Origin Lab has secured $8 million in seed funding to build what it calls a marketplace connecting video game companies with AI labs hungry for training data. Lightspeed Ventures led the round, with participation from SV Angel, Eniac, Seven Stars, and FPV. Notable angel investors include Twitch co-founder Kevin Lin and Cruise founder Kyle Vogt.
The Los Angeles-based startup essentially acts as a middleman between two industries. On one side, world-model labs like Yann LeCun's AMI Labs or Fei-Fei Li's World Labs need massive amounts of data to train AI systems that understand how the physical world operates. On the other side, video game companies sit on troves of digital assets they could license for additional revenue. Origin Lab handles the conversion work — transforming game footage, rendered assets, and walkthrough recordings into formats suitable for AI training.
Co-CEO and co-founder Anne-Margot Rodde argued that video games represent an untapped data source precisely because they simulate physical reality with unprecedented detail. "The AI systems that are being built now need to understand how the physical world works and how things move," she told TechCrunch. "That data essentially lives in video games." She noted that no real infrastructure previously existed to connect AI labs with the gaming industry, prompting the company to "build that bridge."

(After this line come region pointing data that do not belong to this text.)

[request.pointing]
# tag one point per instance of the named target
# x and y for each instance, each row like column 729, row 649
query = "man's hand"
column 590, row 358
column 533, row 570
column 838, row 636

The funding round reflects growing investor confidence in data suppliers serving the AI industry. Scale.AI's success has demonstrated the value of becoming an essential vendor to major AI labs, and Faraz Fatemi, the Lightspeed partner who led the Origin investment, pointed to that precedent as evidence the opportunity is too large to ignore. The timing matters because world models — AI systems designed to understand and simulate physical environments — have become a major focus for both research labs and investors, yet the data infrastructure for training such models remains fragmented.